Ah! O biquíni esta lá embaixo, na lavandeira. Maria enrola-se na toalha e desce a escada, ainda meio ao teor do champanhe e das músicas dos anos 80 que dançou na noite anterior. Passou em frente da TV ligada e nada mudou. Opa! Algo diferente - a apresentadora daquele programa matinal de variedades estava trajando um vestido branco de rendas. Igual aquele que Maria comprou nas lojas Renner. E um leve sorriso, aparece em sua face. Sim é engraçado! Será que ela também parcelou? Não sei, mas uma coisa Maria teve a certeza. A apresentadora também tem bom gosto. Maria nessa hora dá uma olhada na cozinha e vê tudo arrumadinho.
Ahhhhhhhhhhh! É mesmo! Ontem teve a mega sena da virada! Quem sabe Maria é uma das ganhadora!
Não, não! Não foi ainda dessa vez. Dois números apenas não se fazem ganhadora.
Que vale isso!
Maria nem saberia contar tanto dinheiro assim! Pelo menos aquela apresentadora estava com um vestido igual ao de Maria e sua cozinha estava arrumadinha.
Maria sobe as escadas, olha para o criado mudo e pensa: De hoje não passa! Tenho que terminar de ler esse livro, hoje, para cumprir o projeto de ler um livro por mês. É, falta pouco! No final da tarde vou deitar na rede, e assim dou continuidade.
Chega ao quarto de hospede é vê a cama totalmente cheia de coisas desovadas, cheia daquelas coisas que naquela ultima semana tudo era jogado ali e em pensamento dizia: deixa aqui que depois eu guardo. Que viagem! Vai ate o guarda roupa e lembra que também adiou a organização.
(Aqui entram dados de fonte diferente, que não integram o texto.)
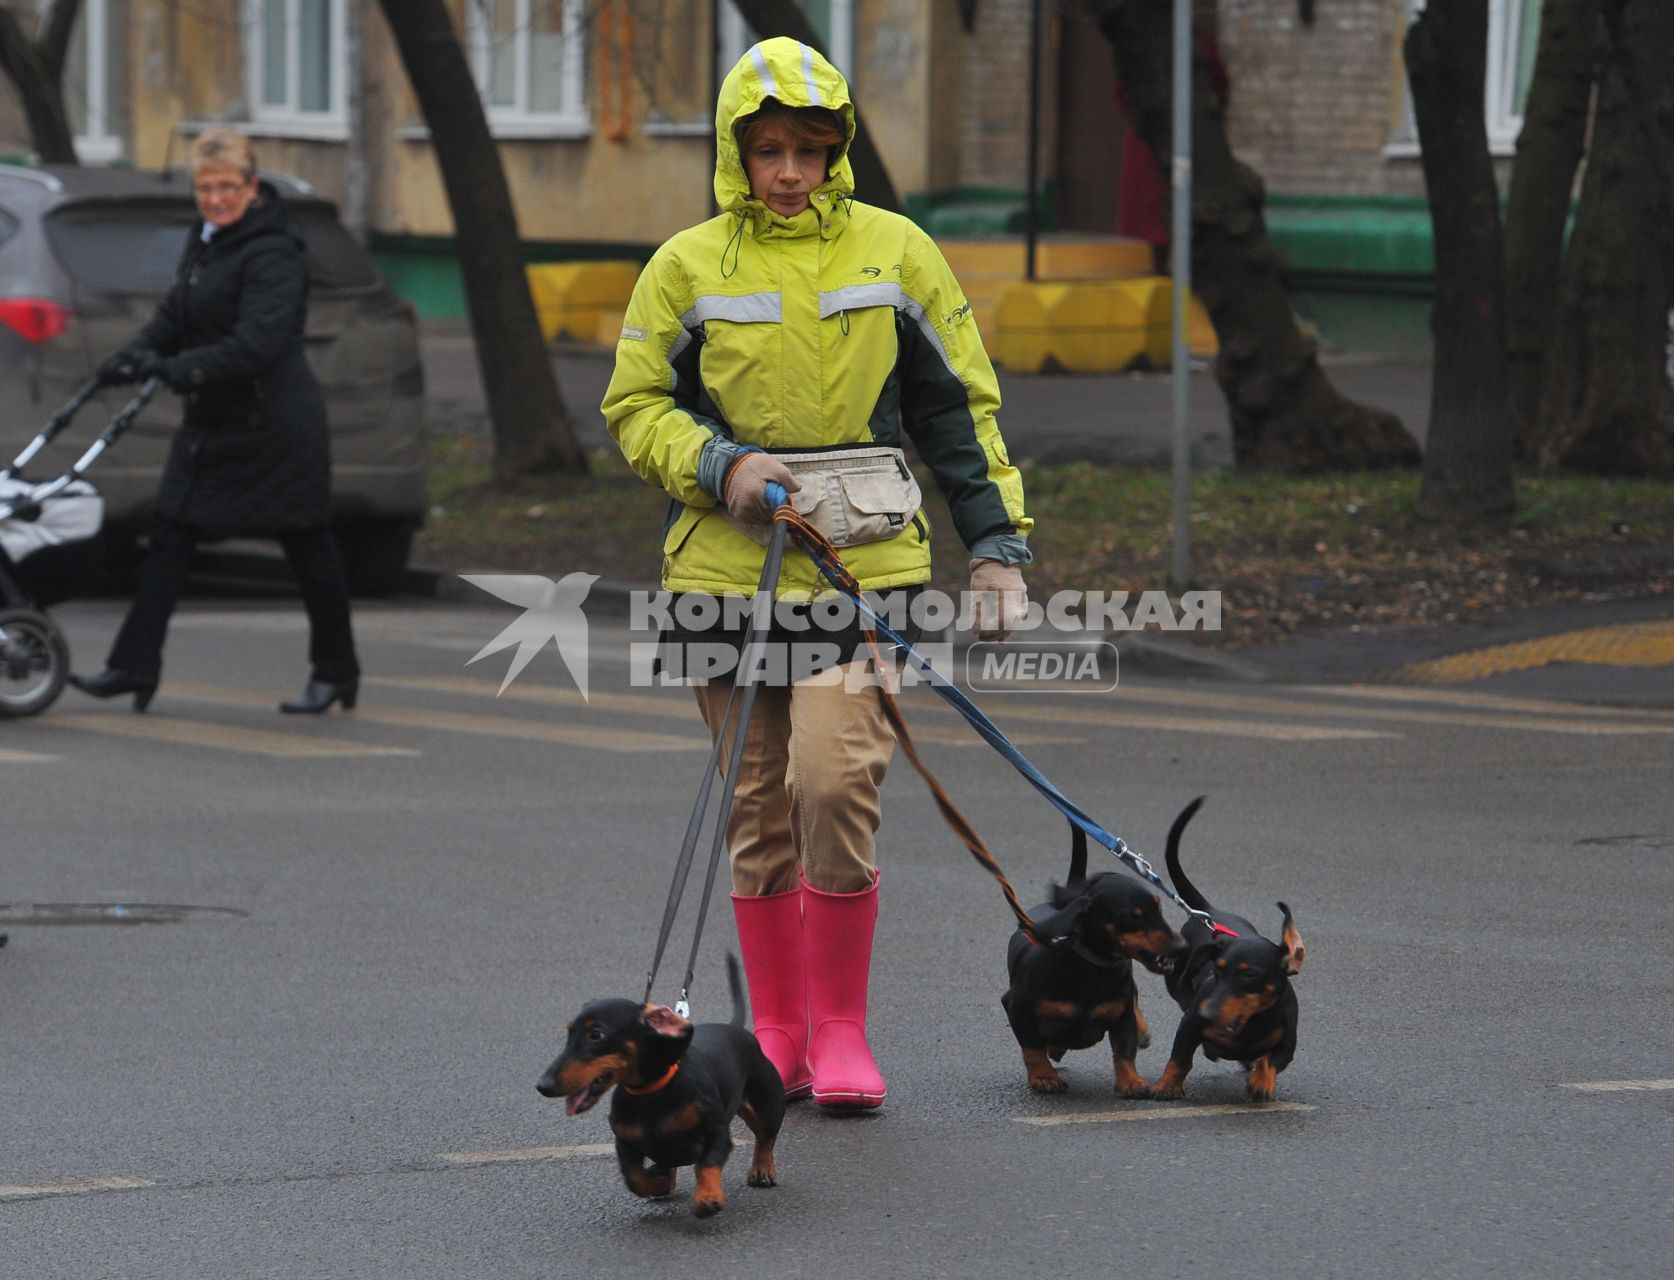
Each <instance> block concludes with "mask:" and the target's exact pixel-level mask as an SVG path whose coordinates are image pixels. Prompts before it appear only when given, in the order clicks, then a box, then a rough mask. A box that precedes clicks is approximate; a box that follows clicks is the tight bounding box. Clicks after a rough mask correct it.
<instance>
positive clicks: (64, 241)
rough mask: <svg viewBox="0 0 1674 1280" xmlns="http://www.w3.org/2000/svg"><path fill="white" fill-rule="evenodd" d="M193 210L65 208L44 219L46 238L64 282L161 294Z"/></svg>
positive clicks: (192, 214)
mask: <svg viewBox="0 0 1674 1280" xmlns="http://www.w3.org/2000/svg"><path fill="white" fill-rule="evenodd" d="M194 219H196V212H194V211H193V207H191V206H189V204H171V206H137V207H136V206H112V204H100V206H87V204H80V206H69V207H64V209H59V211H55V212H52V214H49V216H47V223H45V224H47V239H49V241H50V244H52V251H54V253H55V254H57V258H59V261H60V263H62V264H64V269H65V271H69V273H70V279H74V281H75V283H77V284H85V286H87V288H92V289H109V291H110V293H167V288H169V284H172V283H174V264H176V263H177V261H181V249H182V248H184V244H186V233H187V231H191V226H193V221H194Z"/></svg>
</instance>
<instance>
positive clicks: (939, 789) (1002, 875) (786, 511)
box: [773, 504, 1050, 947]
mask: <svg viewBox="0 0 1674 1280" xmlns="http://www.w3.org/2000/svg"><path fill="white" fill-rule="evenodd" d="M773 519H775V520H778V522H782V524H785V525H788V527H790V532H792V534H793V535H795V539H797V542H800V544H802V547H804V550H807V552H809V556H812V557H814V561H815V562H817V564H820V566H822V567H824V569H827V572H832V571H839V572H840V574H844V576H847V579H849V582H854V576H852V574H849V569H847V566H844V562H842V557H840V556H839V554H837V547H834V545H832V542H830V539H827V537H825V534H822V532H820V530H819V529H815V527H814V525H812V524H809V520H807V519H805V517H804V515H800V514H798V512H797V510H795V509H793V507H792V505H790V504H783V505H780V507H777V509H775V510H773ZM855 591H859V584H855ZM862 634H864V636H865V648H867V649H869V651H870V658H872V666H874V669H876V671H877V694H879V699H881V701H882V704H884V716H886V718H887V719H889V726H891V728H892V730H894V733H896V741H897V743H901V750H902V753H904V755H906V756H907V760H909V761H911V765H912V768H914V770H917V773H919V776H921V778H922V780H924V785H926V786H927V788H929V791H931V798H932V800H934V801H936V808H939V810H941V815H942V818H944V820H946V823H947V827H951V828H953V833H954V835H958V837H959V840H961V842H963V843H964V847H966V848H968V850H971V857H973V858H976V860H978V863H979V865H981V867H983V870H986V872H988V873H989V875H993V877H994V880H998V882H999V892H1001V893H1004V895H1006V905H1008V907H1011V914H1013V915H1014V917H1018V929H1021V930H1023V935H1024V937H1026V939H1028V940H1030V942H1033V944H1035V945H1036V947H1046V945H1050V940H1048V939H1043V937H1041V935H1040V932H1038V930H1036V929H1035V920H1033V919H1031V917H1030V914H1028V910H1026V909H1024V907H1023V902H1021V900H1018V890H1016V888H1013V887H1011V880H1009V878H1008V877H1006V872H1004V868H1001V865H999V858H996V857H994V853H993V850H989V847H988V845H986V843H984V842H983V837H981V835H978V832H976V827H973V825H971V820H969V818H966V817H964V813H961V812H959V806H958V805H954V803H953V800H951V798H949V795H947V788H944V786H942V785H941V781H939V780H937V778H936V775H934V773H932V771H931V766H929V765H926V763H924V760H922V758H921V756H919V750H917V746H916V745H914V743H912V733H911V731H909V730H907V721H906V718H904V716H902V714H901V703H899V701H896V691H894V689H892V688H891V671H892V666H891V664H886V663H884V654H882V651H881V649H879V648H877V632H876V631H874V629H872V627H869V626H865V624H864V622H862Z"/></svg>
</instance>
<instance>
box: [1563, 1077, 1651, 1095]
mask: <svg viewBox="0 0 1674 1280" xmlns="http://www.w3.org/2000/svg"><path fill="white" fill-rule="evenodd" d="M1560 1088H1564V1089H1577V1091H1579V1093H1644V1091H1651V1089H1674V1079H1594V1081H1579V1083H1569V1081H1560Z"/></svg>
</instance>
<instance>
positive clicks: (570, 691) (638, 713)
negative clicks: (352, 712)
mask: <svg viewBox="0 0 1674 1280" xmlns="http://www.w3.org/2000/svg"><path fill="white" fill-rule="evenodd" d="M362 683H363V684H383V686H388V688H395V689H415V691H419V693H455V694H469V696H475V698H501V699H507V701H516V703H534V704H537V706H561V708H574V709H588V711H614V713H621V714H633V716H663V718H668V719H678V721H683V723H688V724H698V723H700V721H698V708H696V703H695V701H691V699H688V698H655V696H651V694H631V693H594V694H593V696H591V698H589V699H583V698H581V694H579V693H576V691H574V689H554V688H552V686H551V684H527V686H522V684H512V686H511V688H509V689H506V691H504V693H501V686H499V683H497V681H492V679H472V678H470V676H368V678H363V679H362ZM357 714H358V713H357ZM912 736H914V738H922V740H924V741H927V743H944V745H947V746H983V745H984V743H983V740H981V738H974V736H971V735H969V733H966V731H963V730H914V735H912ZM1011 741H1013V743H1016V745H1018V746H1061V745H1071V746H1073V745H1078V743H1081V741H1085V740H1083V738H1063V736H1056V735H1016V736H1013V738H1011Z"/></svg>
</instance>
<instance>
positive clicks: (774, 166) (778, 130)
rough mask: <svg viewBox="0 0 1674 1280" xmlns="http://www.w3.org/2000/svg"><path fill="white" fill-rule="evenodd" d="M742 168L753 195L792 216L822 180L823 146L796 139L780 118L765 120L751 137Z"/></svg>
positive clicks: (786, 217)
mask: <svg viewBox="0 0 1674 1280" xmlns="http://www.w3.org/2000/svg"><path fill="white" fill-rule="evenodd" d="M743 167H745V172H747V174H748V176H750V194H752V196H755V197H757V199H758V201H762V204H765V206H767V207H768V209H772V211H773V212H777V214H778V216H780V218H795V216H797V214H798V212H802V211H804V209H807V207H809V196H810V194H812V192H814V189H815V187H819V184H820V182H824V181H825V147H822V146H820V144H819V142H798V141H797V139H795V137H793V136H792V134H790V127H788V125H787V124H785V122H783V120H768V122H765V124H763V125H760V127H758V129H757V131H755V132H753V134H752V136H750V142H748V146H747V147H745V157H743Z"/></svg>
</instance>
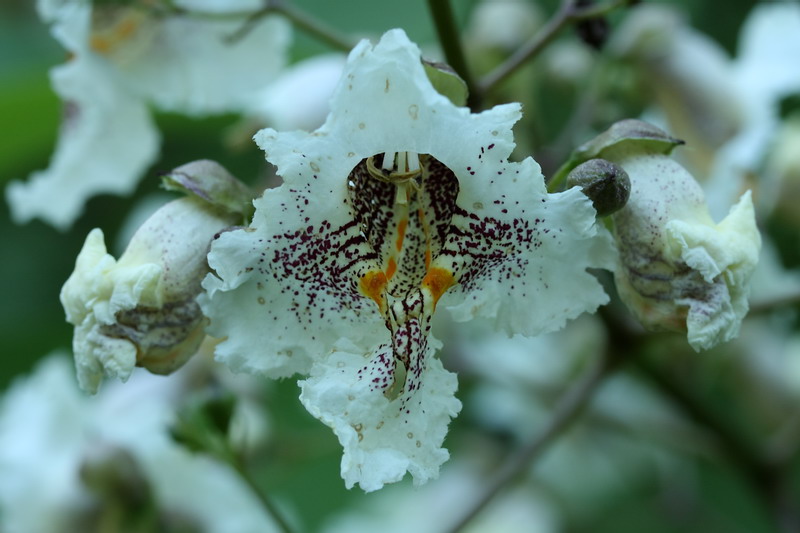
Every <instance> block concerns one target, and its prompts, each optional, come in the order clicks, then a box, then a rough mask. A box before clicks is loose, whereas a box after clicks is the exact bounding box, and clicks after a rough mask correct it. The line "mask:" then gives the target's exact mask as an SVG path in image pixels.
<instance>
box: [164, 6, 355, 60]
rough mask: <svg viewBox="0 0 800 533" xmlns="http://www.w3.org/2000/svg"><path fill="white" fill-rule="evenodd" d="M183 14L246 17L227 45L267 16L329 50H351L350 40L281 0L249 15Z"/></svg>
mask: <svg viewBox="0 0 800 533" xmlns="http://www.w3.org/2000/svg"><path fill="white" fill-rule="evenodd" d="M173 11H177V12H181V13H183V12H184V10H183V9H181V8H173ZM185 14H187V15H189V16H195V17H208V18H212V19H215V18H224V19H231V18H240V17H242V16H244V17H247V18H246V20H245V21H244V23H243V24H242V26H241V27H240V28H239V29H237V30H236V31H235V32H233V33H232V34H231V35H230V36H228V39H227V40H228V42H229V43H235V42H237V41H240V40H241V39H244V38H245V37H246V36H247V35H248V34H249V33H250V32H251V31H253V28H255V27H256V26H257V25H258V23H259V22H261V20H262V19H263V18H265V17H267V16H269V15H275V14H278V15H283V16H284V17H286V18H287V19H289V21H291V22H292V24H294V25H295V26H296V27H297V28H300V29H301V30H303V31H304V32H306V33H308V34H309V35H311V36H313V37H316V38H317V39H319V40H320V41H322V42H324V43H326V44H327V45H329V46H330V47H331V48H334V49H337V50H341V51H343V52H349V51H350V49H351V48H353V44H354V43H352V42H351V41H350V39H348V38H346V37H344V36H342V35H340V34H339V33H338V32H337V31H336V30H334V29H333V28H330V27H329V26H327V25H325V24H324V23H323V22H321V21H319V20H317V19H315V18H313V17H311V15H309V14H308V13H306V12H305V11H303V10H301V9H298V8H296V7H295V6H293V5H291V4H290V3H288V2H285V1H283V0H266V1H265V3H264V5H263V7H261V8H260V9H258V10H257V11H251V12H249V13H241V12H237V13H204V12H199V11H185Z"/></svg>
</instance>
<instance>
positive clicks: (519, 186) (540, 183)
mask: <svg viewBox="0 0 800 533" xmlns="http://www.w3.org/2000/svg"><path fill="white" fill-rule="evenodd" d="M514 166H516V165H511V164H509V165H508V166H507V167H504V168H503V171H504V172H503V174H505V175H502V174H501V171H498V172H497V177H493V178H492V179H489V180H488V181H487V182H486V183H485V184H483V187H480V186H476V187H473V188H470V189H468V190H464V189H462V193H461V196H460V197H459V200H458V203H459V205H461V206H464V207H465V212H464V215H463V216H462V217H460V218H458V219H457V220H456V217H454V225H456V226H457V227H458V228H459V229H460V230H461V231H462V232H463V233H456V232H453V233H452V234H451V237H450V238H449V239H450V242H449V243H448V244H446V245H445V249H448V248H449V249H452V250H454V251H458V254H459V255H461V256H463V258H458V257H457V256H453V257H455V260H456V261H464V262H465V266H464V267H463V268H462V269H460V270H461V271H462V273H461V276H460V284H459V285H458V286H457V287H456V288H454V289H453V290H452V291H450V292H448V293H447V294H445V296H444V297H443V299H442V303H443V304H444V305H449V307H448V309H449V310H450V311H451V312H452V313H453V316H454V318H455V319H456V320H459V321H465V320H469V319H471V318H474V317H477V316H481V317H489V318H493V319H494V322H495V324H496V327H497V328H498V329H501V330H503V331H506V332H507V333H509V334H514V333H521V334H524V335H537V334H540V333H545V332H548V331H554V330H556V329H559V328H561V327H563V326H564V323H565V322H566V321H567V320H568V319H572V318H575V317H577V316H578V315H580V314H581V313H583V312H587V311H588V312H593V311H595V310H596V309H597V307H598V306H600V305H602V304H604V303H606V302H607V301H608V296H607V295H606V294H605V292H604V291H603V289H602V287H600V285H599V284H598V282H597V279H596V278H595V277H594V276H593V275H592V274H590V273H589V272H587V270H586V269H587V268H589V267H595V268H612V265H613V262H614V255H613V252H614V246H613V243H612V241H611V238H610V235H609V234H608V232H606V231H599V230H598V228H597V226H596V224H595V211H594V208H592V206H591V202H590V201H589V199H588V198H587V197H586V196H585V195H584V194H583V193H582V192H581V191H580V189H578V188H573V189H571V190H569V191H565V192H563V193H560V194H547V192H546V190H545V189H544V185H543V179H542V178H541V174H539V176H538V178H537V177H534V178H531V177H530V176H531V175H533V176H536V174H535V173H534V171H533V168H531V167H534V163H533V161H532V160H530V159H529V160H526V161H525V162H523V163H522V164H521V165H520V168H519V170H515V169H514ZM525 167H528V168H525ZM536 171H537V172H538V169H536ZM487 198H495V199H494V200H492V201H491V202H489V201H487ZM470 208H471V209H470ZM470 211H471V212H470ZM451 261H453V259H452V258H451V257H445V256H440V259H439V260H438V261H437V262H435V263H437V264H438V263H441V264H447V263H450V262H451Z"/></svg>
Tá bom! Tá bom!... De agora não passa - mãos a obra. E devagar, lentamente, começa a arrumar o guarda roupa, assim meio que em silêncio um silêncio quase ensurdecedor - vê o tempo pela janela, a se fechar. E uma aragem de tempo chuvoso vem abrandando a euforia das festas dos dias anteriores. Todos dormem e Maria se sente sozinha. Já sei! Pensa Maria! Liga o computador, e acessa os clipes daquelas musicas da noite anterior, como quem a querer dar continuidade para aquela festa. Fecha a porta do closet para não acordar a casa que ainda dormia. E assim, em questão de segundos seu guarda roupa esta arrumado. Cores com cores, peças com peças. E do lado, um cesto de descartes para doação. Será que tem que queira? São peças boas. Apenas, um número a menos dos de Maria.
14h30min da tarde, termina de arrumar o guarda roupa e se desloca para aquele quarto de hospede, cheio de coisas em cima da cama. É, agora é tua vez! Sente certa preguiça. Mas, agora, daquele instante não passa... Em questão de segundos tudo esta arrumado. E que hora! Maria olha para a prateleira e vê o álbum de fotografias convidando Maria a não esquecê-lo. E Maria, pela enésima vez se rende ao convidativo álbum de fotografias. Se rende - todos estão lá ainda lá, com cara de porta retrato. Apenas, o olhar de Maria continua a mudar em sua volta ao tempo. Mas um barulho na casa volta Maria para a realidade. - A porta do banheiro a se fechar, dá sinal de que a casa esta a despertar. Maria se dá conta de que ainda não sabe o que vão almoçar. Ainda deitada naquela cama de hospede, com o álbum de fotografias a lhe mirar, dá um sonoro bom dia a quem esta a despertar. Olhem! Tome seu café mesmo que já tenha passado a hora de almoçar. Daqui a pouco faço uma jantinha leve, pois hoje é feriado... É dia de relaxar. Se não querem café, comam frutinhas, tem suco pronto... Não esqueçam que a cozinha esta arrumada... Arrume tudo, também o que usar, para começar um ano bem organizado. Maria escuta um sonoro. Ta bem! Sua chata! Nem me deseja um feliz 2014 e já esta a me cobrar que mantenham tua cozinha arrumada! Eu ainda nem acordei e o ano nem começou ainda... Tá bom seu desnaturado! Feliz 2014 e nada de me enrolar! Não vai ser por isso que vai querer minha cozinha bagunçar! Maria, agora a mirar a janelas – as mesmas janelas que por lá passam as tantas vidas de Maria – que vê o tempo fechar-se em sol e chuva que exalam o cheiro da terra daquela tarde de verão.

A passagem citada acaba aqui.